Ahhh, Smitten Kitchen. Another one of my favorite non-vegan blogs. Deb is always makin’ all kinds of yummy treats. When I saw this recipe for challah, I knew making it was in my future. A vegan challah could not be easier to make. For an egg based bread, it really doesn’t need the eggs. The only thing I haven’t quite perfected is how to get my challah all shiny once it’s done. I read around on the interwebs and saw that some suggested maple syrup or a sweetener of the like, but I didn’t want the outside of my bread to be sticky or sweet. So, I ended up brushing the little bastard in some unsweetened almond milk. The top of the bread browned nicely, but alas, no shine to be had. Is it still challah without the shine? Today, well, today I say yes.
For the vegan edits, here is what I did:
¼ c honey—I used honey. I’ve discussed my take on honey here before and on other vegan blogs who have posed the question—so let’s not get into it now. If you don’t want to use humane, farm fresh honey, go ahead and sub it out in equal parts for that neat Bee-Free Honee stuff or agave.

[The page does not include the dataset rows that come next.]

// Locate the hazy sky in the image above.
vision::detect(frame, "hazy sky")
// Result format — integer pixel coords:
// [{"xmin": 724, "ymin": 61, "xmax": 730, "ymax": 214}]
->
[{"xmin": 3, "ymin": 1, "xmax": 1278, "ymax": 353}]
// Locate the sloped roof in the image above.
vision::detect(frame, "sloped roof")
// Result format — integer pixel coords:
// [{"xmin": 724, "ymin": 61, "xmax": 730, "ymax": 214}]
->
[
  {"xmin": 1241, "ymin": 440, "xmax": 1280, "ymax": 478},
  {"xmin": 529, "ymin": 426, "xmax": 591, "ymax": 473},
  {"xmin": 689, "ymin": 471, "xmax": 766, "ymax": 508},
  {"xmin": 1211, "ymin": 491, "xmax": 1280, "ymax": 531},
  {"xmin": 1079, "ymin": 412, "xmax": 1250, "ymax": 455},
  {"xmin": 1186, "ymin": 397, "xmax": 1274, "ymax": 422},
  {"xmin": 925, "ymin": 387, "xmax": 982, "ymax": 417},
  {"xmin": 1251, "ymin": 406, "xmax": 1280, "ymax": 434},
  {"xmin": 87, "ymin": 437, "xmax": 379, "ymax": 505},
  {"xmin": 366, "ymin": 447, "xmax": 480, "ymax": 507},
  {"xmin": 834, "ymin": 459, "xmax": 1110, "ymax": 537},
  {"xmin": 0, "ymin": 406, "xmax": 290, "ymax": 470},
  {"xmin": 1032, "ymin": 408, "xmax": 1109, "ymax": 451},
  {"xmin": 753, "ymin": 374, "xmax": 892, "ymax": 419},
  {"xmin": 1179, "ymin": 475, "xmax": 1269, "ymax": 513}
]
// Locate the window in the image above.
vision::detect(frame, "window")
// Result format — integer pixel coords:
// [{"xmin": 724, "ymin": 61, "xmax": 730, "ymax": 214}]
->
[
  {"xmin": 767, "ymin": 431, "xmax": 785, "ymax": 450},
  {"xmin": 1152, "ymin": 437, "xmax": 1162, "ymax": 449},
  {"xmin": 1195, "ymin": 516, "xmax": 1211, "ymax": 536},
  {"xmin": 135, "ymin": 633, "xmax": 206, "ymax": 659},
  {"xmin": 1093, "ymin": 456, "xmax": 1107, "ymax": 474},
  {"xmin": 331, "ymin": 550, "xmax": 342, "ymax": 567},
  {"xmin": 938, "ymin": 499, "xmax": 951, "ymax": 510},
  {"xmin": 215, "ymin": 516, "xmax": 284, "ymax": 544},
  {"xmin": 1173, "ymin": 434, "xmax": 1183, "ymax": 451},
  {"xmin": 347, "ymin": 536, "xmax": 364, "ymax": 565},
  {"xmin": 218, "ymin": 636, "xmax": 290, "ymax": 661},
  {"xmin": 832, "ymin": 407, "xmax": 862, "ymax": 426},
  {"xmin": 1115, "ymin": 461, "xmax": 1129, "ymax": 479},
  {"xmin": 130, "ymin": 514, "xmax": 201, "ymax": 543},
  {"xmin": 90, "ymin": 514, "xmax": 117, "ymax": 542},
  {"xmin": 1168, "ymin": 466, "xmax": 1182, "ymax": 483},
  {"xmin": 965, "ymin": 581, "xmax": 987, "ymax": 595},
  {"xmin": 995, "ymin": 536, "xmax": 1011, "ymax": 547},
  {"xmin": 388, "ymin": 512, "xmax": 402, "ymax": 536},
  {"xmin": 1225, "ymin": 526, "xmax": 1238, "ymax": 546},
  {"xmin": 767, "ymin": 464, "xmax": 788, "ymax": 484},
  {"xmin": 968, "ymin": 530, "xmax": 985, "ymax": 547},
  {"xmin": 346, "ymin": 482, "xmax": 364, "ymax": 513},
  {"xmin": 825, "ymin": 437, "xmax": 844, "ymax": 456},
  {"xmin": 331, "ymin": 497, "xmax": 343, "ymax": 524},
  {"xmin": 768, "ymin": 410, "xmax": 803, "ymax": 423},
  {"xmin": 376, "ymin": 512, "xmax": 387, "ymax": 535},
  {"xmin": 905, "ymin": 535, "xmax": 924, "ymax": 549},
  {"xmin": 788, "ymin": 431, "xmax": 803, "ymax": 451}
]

For the eggs, I used 2 flax eggs. 1 tbsp ground golden flax mixed with 3 tbsp water. Let them sit for just a minute to thicken and add them when the recipe calls for eggs.
If you’re not in the mood to make the fig filling from scratch and want a shortcut, Trader Joe’s has a nice fig butter that would work perfectly here.
For the egg wash, just use unsweetened non-dairy milk and go crazy with the Maldon flakes….which ps, those Malden salt flakes are cool. I purchased them just for this bread, but I’m excited to use the rest of the stuff in the future.
As for braiding, my braid may or may not have been a tad funky. Braiding a traditional long challah loaf is easy, but braiding the loaf into a circle? Damn.